Democrats Angered by HUD’s Hiring of Trump Aide Who Quit After Racist Posts

WASHINGTON — Senate Democrats are calling for Housing Secretary Ben Carson to justify his hiring of a former Consumer Financial Protection Bureau official who resigned this year after the disclosure of racially provocative comments he made spanning more than a decade.

Last month, White House officials placed Eric Blankenstein, a former policy supervisor at the bureau who had been responsible for enforcing the country’s fair lending laws, in a relatively low-profile position in the general counsel’s office at the Department of Housing and Urban Development. He was to work on issues related to Ginnie Mae, a government corporation that guarantees mortgage-backed securities.

But his hiring has infuriated Democrats.

“Mr. Blankenstein has a history of racist and sexist statements that appear to have contributed to his recent resignation from the Consumer Financial Protection Bureau,” Senator Sherrod Brown of Ohio, the ranking Democrat on the Senate Banking, Housing and Urban Affairs Committee, wrote in a letter signed by five other Democrats.

[Read the letter from the Democratic senators.]

Mr. Blankenstein resigned in May after blog posts he wrote in 2004 as a University of Virginia law student surfaced in which he repeatedly used a racial slur. In a more recent exchange, he argued that the movement to deny that President Barack Obama was born in the United States was not racist.

Mr. Blankenstein’s allies in the administration pushed for the hiring. Mick Mulvaney, the interim White House chief of staff — who was ideologically aligned with the conservative Mr. Blankenstein during his tenure as the temporary head of the bureau — knew about the appointment and supported it, according to three senior administration officials with knowledge of the situation.

The housing department’s chief of staff, Andrew Hughes, initially objected to hiring Mr. Blankenstein but relented after White House officials presented him with vetting documents that showed Mr. Blankenstein had nothing objectionable in his record beyond what had already been publicly reported, the officials said.
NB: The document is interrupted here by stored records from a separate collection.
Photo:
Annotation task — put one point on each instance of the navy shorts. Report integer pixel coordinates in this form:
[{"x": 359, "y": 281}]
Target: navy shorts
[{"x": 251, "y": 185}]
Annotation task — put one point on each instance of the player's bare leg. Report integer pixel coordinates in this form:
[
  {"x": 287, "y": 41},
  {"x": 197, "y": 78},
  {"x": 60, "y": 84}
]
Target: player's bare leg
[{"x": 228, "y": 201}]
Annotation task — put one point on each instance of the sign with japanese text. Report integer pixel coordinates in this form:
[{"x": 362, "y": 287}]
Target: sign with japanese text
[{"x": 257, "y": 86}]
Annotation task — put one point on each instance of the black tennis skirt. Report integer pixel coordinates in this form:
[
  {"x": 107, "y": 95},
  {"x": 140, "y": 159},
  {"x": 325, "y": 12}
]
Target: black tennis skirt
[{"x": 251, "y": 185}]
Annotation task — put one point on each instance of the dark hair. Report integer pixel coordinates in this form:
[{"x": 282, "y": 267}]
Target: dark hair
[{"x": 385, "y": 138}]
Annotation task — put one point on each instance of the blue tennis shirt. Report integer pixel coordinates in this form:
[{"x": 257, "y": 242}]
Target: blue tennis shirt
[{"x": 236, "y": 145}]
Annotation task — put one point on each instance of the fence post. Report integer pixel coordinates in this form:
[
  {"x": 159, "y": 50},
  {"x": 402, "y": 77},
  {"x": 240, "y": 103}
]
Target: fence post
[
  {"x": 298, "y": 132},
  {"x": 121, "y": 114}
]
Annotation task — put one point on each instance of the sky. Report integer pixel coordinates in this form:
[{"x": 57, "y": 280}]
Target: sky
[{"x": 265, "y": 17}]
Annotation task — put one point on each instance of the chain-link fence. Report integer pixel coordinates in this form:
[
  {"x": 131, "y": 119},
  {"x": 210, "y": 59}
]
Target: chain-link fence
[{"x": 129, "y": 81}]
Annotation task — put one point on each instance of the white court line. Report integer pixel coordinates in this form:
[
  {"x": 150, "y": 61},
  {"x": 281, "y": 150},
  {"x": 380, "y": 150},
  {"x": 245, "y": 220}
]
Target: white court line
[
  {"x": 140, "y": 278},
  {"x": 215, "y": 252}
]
Mr. Carson, who could have vetoed the appointment, did not. He prepared to be grilled about it before appearing before congressional committees, but the topic was never discussed in depth, a department aide said.

“We all are human, we all make mistakes and learn from them — especially 15 years later — and we all deserve second chances,” Mr. Carson said in a statement. “Eric’s impressive career and experience will be a great asset to the agency.”

Mr. Blankenstein, 39, never apologized for the posts, one of which suggested that someone who uses a racial slur for a black person is not necessarily racist. When they surfaced, he said the incident gave him no insight into how he should perform his job, adding that “reading snippets of 14-year-old blog posts that have nothing to do with consumer protection law” offered “exactly zero” guidance.

The senators argue in their letter that Mr. Blankenstein’s past blog posts are especially troubling given that he would be in an agency that oversees fair access to credit and mortgage markets.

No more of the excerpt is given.